FIG. 6 is a cross-section through the HDD machine 100 illustrating the general arrangement with a rack assembly 160 having a drilling frame or rack frame 162 including or configured as a U-shaped base member 164 (e.g., constructed from a rectangular tube or bent plate) and a top plate 166 secured together, such as by being welded. A rack gear 168 is secured to the drilling frame 162, for example connected by removeable fasteners. The carriage assembly 110 is movably mounted to the drilling frame 162, as will be shown in more detail in subsequent figures. The rod box 30, along with the rod loader arms 200 and a rod loader arm drive gear 201, are mounted to the drilling frame 162. The engine enclosure 102 is typically mounted on the chassis 10, positioned on the opposite side of the drilling frame 162. This figure illustrates the main components that affect the overall width of the machine 100. The width of the engine enclosure 102 is dictated by the physical size of the engine, and the associated cooling components, such as the radiator, and cooling fan. The width of the rod box 30 is dictated by the number of drill rods to be carried. The carriage assembly 110 and rack assembly 160 are positioned between the engine enclosure 102 and the rod box 30. The overall machine width is generally the sum of the width of these three, and the required clearances between these assemblies. For smaller HDD machines, which may need to be trailered with or without other components, such as a mix system for the supply of drilling fluid, overall machine width is an important criterion. As such, the width of the each of these components/systems is important. An optional operator cab is not included in the overall width described above. The HDD machine 100 can be limited to 55.5 inches or less for trailering to/from work sites on a standard double-axle trailer.
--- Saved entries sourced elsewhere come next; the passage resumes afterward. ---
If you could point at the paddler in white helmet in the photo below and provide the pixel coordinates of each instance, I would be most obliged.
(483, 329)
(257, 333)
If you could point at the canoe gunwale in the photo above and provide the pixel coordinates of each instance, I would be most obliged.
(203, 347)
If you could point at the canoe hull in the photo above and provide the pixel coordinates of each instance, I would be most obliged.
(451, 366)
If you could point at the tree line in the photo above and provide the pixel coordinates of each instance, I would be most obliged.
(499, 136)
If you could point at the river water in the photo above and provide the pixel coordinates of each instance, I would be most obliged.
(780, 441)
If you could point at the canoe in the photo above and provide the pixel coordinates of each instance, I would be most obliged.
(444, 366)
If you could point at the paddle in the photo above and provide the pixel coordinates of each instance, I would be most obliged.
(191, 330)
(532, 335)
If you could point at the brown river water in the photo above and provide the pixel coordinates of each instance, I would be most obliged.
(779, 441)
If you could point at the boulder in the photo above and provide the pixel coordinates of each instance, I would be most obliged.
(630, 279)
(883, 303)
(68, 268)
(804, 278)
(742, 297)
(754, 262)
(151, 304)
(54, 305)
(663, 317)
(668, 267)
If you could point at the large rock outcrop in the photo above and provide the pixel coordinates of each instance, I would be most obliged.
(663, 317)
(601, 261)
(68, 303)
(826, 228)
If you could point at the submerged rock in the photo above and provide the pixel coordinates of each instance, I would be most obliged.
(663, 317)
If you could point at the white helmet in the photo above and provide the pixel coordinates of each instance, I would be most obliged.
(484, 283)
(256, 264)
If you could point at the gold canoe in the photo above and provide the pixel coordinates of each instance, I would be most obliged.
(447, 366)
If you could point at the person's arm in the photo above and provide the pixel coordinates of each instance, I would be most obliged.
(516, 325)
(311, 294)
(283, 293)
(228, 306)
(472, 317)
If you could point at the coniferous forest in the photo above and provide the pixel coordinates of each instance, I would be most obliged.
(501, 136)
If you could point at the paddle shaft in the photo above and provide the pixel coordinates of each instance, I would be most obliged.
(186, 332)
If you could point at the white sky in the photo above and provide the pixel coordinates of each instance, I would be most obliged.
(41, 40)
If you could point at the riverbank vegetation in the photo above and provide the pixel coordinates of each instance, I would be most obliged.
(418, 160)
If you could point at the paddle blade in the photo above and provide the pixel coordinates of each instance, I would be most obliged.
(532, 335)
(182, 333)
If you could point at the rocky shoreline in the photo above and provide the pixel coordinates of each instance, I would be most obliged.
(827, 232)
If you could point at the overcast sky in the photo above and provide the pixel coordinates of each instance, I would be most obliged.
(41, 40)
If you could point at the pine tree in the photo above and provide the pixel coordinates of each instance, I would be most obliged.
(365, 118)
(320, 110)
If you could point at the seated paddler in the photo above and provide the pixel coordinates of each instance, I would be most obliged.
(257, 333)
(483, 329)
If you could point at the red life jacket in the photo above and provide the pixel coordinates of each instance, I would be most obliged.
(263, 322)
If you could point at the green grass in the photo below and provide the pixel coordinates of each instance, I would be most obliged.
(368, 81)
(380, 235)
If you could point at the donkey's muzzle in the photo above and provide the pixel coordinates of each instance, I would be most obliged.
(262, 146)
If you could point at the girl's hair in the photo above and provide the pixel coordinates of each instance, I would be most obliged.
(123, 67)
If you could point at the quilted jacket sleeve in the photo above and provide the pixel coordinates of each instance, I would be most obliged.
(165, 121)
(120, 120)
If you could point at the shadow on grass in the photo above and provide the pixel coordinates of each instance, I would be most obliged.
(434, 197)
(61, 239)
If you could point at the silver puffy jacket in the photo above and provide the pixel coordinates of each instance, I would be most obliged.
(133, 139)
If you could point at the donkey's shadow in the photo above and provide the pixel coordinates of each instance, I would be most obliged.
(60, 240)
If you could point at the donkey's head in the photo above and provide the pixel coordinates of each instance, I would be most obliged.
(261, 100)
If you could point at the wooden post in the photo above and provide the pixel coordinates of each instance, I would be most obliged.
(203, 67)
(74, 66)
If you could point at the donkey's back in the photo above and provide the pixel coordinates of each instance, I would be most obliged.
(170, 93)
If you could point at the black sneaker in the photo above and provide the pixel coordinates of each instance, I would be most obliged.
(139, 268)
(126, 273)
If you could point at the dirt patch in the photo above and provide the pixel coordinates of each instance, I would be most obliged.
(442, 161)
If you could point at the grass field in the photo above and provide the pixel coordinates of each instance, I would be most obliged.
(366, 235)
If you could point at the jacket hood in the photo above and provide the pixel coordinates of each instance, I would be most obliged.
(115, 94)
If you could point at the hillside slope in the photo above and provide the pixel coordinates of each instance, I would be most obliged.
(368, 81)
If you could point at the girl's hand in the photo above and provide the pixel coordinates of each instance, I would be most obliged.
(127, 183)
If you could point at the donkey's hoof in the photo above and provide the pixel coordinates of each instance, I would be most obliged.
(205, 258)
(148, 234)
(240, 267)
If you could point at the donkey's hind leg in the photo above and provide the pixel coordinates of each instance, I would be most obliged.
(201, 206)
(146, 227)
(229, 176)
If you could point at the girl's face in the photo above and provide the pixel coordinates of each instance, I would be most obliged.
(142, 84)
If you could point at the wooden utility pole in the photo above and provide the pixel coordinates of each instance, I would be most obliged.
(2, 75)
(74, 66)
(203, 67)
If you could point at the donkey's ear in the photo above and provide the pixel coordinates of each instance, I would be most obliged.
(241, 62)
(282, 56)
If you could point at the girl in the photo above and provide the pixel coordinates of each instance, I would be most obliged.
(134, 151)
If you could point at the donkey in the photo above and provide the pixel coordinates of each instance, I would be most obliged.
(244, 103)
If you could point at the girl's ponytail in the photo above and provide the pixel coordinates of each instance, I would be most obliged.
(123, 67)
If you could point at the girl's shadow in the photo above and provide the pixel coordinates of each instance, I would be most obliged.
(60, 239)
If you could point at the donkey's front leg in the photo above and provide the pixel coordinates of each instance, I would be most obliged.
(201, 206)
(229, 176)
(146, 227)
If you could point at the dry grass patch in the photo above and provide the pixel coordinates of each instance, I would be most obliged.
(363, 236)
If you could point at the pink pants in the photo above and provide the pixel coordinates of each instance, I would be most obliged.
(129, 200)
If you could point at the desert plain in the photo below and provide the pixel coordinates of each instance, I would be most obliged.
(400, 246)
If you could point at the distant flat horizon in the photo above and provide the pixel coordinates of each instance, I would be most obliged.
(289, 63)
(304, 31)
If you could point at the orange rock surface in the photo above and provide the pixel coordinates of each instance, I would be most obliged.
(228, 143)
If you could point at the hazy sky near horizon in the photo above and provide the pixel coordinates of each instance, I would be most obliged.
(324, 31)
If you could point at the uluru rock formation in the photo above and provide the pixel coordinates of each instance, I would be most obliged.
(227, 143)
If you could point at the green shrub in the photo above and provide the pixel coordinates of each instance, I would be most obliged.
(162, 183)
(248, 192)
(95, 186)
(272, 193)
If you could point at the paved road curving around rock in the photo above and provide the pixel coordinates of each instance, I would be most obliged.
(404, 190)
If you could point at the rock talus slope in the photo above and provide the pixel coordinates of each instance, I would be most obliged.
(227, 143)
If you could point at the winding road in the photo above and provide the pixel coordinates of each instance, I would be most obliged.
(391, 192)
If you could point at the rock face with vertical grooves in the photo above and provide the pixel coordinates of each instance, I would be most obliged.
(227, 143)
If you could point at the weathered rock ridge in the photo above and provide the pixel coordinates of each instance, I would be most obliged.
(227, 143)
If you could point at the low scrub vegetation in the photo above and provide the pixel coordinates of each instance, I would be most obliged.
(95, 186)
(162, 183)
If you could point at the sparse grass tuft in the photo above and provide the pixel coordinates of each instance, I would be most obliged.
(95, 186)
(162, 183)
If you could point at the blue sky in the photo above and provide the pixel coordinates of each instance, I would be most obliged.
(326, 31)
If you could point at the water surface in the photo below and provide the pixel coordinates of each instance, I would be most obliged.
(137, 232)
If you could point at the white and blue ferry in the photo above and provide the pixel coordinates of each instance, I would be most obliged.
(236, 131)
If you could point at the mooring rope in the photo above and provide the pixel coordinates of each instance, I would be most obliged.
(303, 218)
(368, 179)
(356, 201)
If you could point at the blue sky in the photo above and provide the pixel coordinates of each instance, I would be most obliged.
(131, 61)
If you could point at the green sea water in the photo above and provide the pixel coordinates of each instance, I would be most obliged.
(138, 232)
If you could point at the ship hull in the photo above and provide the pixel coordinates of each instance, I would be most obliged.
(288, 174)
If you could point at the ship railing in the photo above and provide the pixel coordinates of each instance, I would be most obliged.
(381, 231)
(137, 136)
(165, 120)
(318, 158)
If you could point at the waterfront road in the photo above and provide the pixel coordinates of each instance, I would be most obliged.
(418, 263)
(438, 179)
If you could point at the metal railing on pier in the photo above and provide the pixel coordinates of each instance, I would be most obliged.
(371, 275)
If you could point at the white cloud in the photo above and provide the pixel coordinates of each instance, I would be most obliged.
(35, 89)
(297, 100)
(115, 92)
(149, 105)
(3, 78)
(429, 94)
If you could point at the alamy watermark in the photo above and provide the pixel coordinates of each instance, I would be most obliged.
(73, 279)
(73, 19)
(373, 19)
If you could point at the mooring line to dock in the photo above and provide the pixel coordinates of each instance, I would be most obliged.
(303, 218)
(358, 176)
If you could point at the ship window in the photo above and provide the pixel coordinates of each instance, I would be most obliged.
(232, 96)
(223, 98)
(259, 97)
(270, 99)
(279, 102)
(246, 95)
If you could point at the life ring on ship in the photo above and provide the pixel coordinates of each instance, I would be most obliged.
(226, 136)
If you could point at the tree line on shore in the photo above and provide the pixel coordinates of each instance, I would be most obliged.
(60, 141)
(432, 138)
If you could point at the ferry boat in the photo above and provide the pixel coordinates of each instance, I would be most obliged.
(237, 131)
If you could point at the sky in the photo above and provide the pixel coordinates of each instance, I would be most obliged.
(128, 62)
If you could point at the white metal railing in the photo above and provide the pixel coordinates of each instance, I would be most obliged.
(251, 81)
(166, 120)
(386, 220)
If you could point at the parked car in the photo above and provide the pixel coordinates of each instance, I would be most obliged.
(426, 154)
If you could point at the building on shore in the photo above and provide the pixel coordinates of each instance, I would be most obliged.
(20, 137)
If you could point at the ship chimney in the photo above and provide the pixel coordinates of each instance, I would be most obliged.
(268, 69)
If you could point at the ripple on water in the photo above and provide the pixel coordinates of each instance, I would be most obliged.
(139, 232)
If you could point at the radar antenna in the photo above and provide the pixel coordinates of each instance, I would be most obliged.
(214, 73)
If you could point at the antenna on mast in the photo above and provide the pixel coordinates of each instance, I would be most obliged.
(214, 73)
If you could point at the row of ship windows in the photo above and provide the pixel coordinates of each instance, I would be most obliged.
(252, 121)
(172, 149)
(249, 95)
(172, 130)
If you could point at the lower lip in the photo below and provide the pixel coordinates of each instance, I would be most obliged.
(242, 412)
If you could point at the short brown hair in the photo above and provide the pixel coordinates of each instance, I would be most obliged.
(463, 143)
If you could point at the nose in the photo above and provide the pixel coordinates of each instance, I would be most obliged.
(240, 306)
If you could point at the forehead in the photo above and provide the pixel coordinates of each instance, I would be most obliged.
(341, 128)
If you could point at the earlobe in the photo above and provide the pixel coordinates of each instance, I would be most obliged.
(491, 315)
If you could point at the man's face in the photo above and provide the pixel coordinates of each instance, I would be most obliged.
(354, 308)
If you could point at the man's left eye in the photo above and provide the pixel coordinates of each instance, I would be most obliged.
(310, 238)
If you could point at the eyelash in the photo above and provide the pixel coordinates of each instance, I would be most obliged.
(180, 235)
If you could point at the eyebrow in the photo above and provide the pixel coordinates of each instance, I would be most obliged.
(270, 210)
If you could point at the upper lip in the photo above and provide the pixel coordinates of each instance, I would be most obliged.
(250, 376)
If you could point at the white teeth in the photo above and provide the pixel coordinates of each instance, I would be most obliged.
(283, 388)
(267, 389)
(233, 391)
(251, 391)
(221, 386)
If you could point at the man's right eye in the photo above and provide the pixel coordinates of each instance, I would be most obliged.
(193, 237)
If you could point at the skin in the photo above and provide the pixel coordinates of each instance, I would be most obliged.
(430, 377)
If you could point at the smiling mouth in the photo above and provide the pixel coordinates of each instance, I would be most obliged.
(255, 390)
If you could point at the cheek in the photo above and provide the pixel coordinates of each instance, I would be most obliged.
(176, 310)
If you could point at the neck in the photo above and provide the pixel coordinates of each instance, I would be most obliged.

FIGS. 7 and 8 illustrate the arrangement of the carriage assembly 110, as configured to minimize its width. The rotary drive 130 is shown separated from the rest of the carriage assembly 110 in order to more clearly illustrate specific features of the components. The carriage assembly 110 is configured to be propelled along the drilling frame 162 by a thrust motor 124. The illustrated embodiment has two thrust motors 124. The thrust motors 124 are mounted to a first support surface 111 (e.g., top surface or top plate) of a carriage frame 112. As illustrated in FIGS. 10 and 11, an output shaft 125 of each thrust motor 124 is provided with a thrust pinion gear 126 (e.g., mounted to the output shaft 125 or integral with the output shaft 125). Each thrust pinion gear 126 is engaged (i.e., meshed) with the rack gear 168 of the rack assembly 160. The rack gear 168 is mounted to a planar mounting surface 170 on a portion of the top plate 166. The rack pitch line 169 is generally perpendicular to the planar mounting surface (e.g., top surface), and oriented in a general vertical orientation in order to reduce the potential for materials to set on the rack gear. The elongated rack gear 168 with its pitch line 169 defines a pitch plane. As the thrust pinion gear 126 is rotated by the thrust motor 124, the carriage assembly 110 moves in this plane, and along the longitudinal axis of the drilling frame 162.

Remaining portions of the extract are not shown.